The Machelones (მახელონები) (Machelônes, Machelonoi; Μαχελῶνες) were a Colchian tribe located to the far south of the Phasis (modern-day Rioni River, western Georgia). There are several references to them in Classical sources. This group may be the Machorones of Pliny (NH 6.4.11) who placed them between the Ophis (modern Of, Turkey) and Prytanis rivers.

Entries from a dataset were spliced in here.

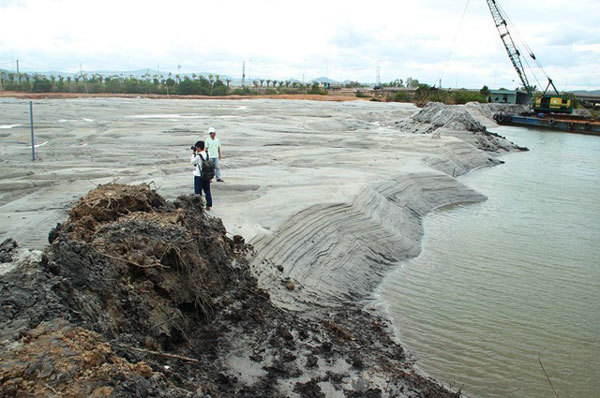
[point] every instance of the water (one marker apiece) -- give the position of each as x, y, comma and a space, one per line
517, 277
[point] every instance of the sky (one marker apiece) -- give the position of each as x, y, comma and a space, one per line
454, 41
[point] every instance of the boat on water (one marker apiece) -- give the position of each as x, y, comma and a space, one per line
557, 122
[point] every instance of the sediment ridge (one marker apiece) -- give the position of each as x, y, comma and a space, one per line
138, 295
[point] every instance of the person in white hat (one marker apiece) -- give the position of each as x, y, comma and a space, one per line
213, 146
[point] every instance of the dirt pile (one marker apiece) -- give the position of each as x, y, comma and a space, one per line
137, 296
458, 121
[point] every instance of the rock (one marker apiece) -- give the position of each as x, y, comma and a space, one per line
312, 361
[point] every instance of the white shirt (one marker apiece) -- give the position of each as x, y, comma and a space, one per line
213, 147
197, 161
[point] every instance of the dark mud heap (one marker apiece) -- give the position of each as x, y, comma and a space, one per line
136, 296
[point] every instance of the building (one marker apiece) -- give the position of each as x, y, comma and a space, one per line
509, 97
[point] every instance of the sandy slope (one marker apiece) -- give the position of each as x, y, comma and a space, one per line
336, 189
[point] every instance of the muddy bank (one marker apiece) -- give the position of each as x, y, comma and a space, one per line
138, 296
467, 122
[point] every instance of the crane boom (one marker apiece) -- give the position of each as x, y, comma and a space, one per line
509, 44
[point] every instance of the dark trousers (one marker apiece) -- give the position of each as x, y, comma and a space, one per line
201, 185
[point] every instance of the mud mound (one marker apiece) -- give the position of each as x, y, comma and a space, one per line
458, 121
137, 296
139, 266
435, 115
57, 358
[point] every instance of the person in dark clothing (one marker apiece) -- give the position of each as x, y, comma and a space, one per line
199, 154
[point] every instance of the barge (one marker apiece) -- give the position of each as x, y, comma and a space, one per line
568, 123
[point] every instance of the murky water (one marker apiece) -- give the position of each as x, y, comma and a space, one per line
503, 282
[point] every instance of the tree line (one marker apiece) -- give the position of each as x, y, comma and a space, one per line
170, 84
115, 84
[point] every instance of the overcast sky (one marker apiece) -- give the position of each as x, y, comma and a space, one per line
343, 40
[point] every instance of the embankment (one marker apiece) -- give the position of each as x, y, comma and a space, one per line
331, 196
137, 296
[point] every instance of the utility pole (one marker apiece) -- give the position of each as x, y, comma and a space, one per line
244, 74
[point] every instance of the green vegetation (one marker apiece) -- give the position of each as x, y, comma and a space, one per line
116, 84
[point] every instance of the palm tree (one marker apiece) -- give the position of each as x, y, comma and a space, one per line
211, 79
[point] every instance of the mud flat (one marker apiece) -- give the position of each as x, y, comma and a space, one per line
329, 196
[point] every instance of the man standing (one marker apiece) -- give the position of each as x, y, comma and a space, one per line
213, 146
201, 183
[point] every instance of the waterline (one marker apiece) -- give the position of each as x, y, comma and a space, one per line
502, 282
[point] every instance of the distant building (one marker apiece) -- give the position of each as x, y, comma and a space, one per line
509, 97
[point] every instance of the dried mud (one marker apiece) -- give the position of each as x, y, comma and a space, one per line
137, 296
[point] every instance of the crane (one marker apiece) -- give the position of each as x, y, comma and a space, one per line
543, 103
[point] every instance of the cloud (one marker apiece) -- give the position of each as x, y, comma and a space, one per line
281, 40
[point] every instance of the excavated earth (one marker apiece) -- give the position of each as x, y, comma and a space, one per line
138, 296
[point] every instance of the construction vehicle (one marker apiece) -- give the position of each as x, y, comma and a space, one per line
541, 104
552, 111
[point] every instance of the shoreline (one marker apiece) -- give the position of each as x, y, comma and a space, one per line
303, 192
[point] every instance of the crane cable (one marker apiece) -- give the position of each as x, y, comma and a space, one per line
527, 48
445, 64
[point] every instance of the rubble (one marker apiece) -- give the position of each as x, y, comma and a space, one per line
467, 122
137, 296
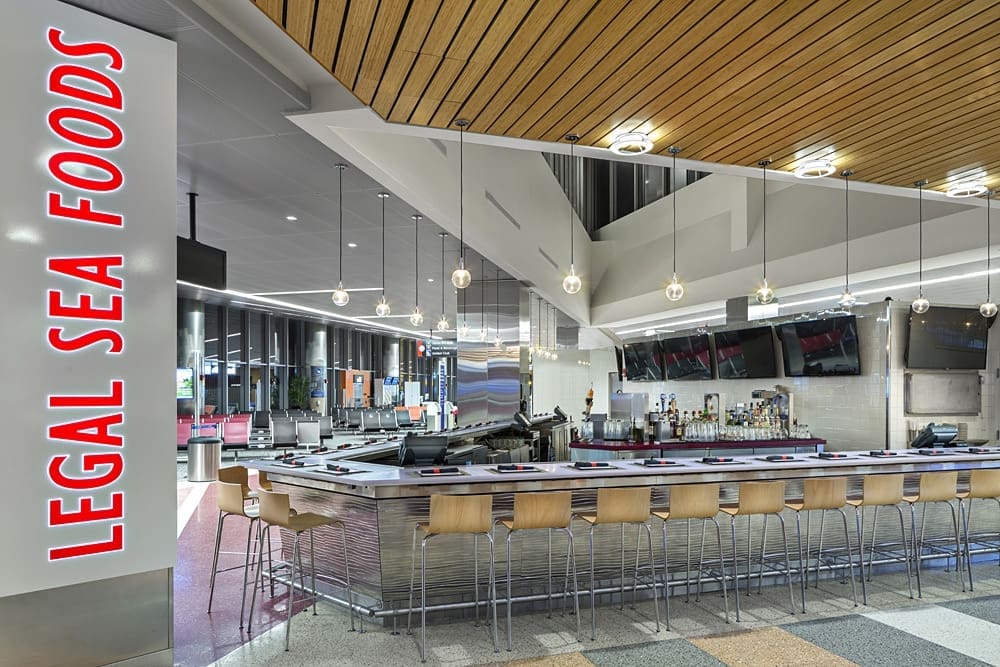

The 1st century AD writer Lucian also comments about the Machlyai and their ruler, but the account seems to be entirely fictional. Ptolemy, in the early 2nd century AD, mentions the town of Mechlessos on the border of Colchis, but adds nothing substantive. His contemporary author, Arrian, lists on a west to east orientation the Sannoi, Drilae, Machelonoi, Heniochoi, Zudreitai, and Lazoi (Perip. 1 1.1-2). Writing in the early 3rd century about an event a hundred years earlier (AD 117), Dio Cassius (68.19) relates that the Machelonoi and the neighboring Heniochoi were ruled by a single "king", Anchialos, who submitted to the Roman emperor Trajan. There is a special mention in the anonymous (probably post-4th century) Periplus Ponti Evcines that both the Machelones and Heniochoi were once called Ekcheireis. The country called Machelonia, a client state of the Sassanid Persian Empire, figures in the so-called Res Gestae Divi Saporis (Ka'ba-i Zartosht), the mid-3rd-century AD trilingual inscription concerning the political, military, and religious activities of Shapur I, and appears, in this case, to be synonymous to Colchis.

The Machelones were closely related ethnically to the neighboring Macrones (a tribe believed to be the ancestors of present-day Mingrelians, a subethnic group of the Georgian people), known since at least the 5th century BC.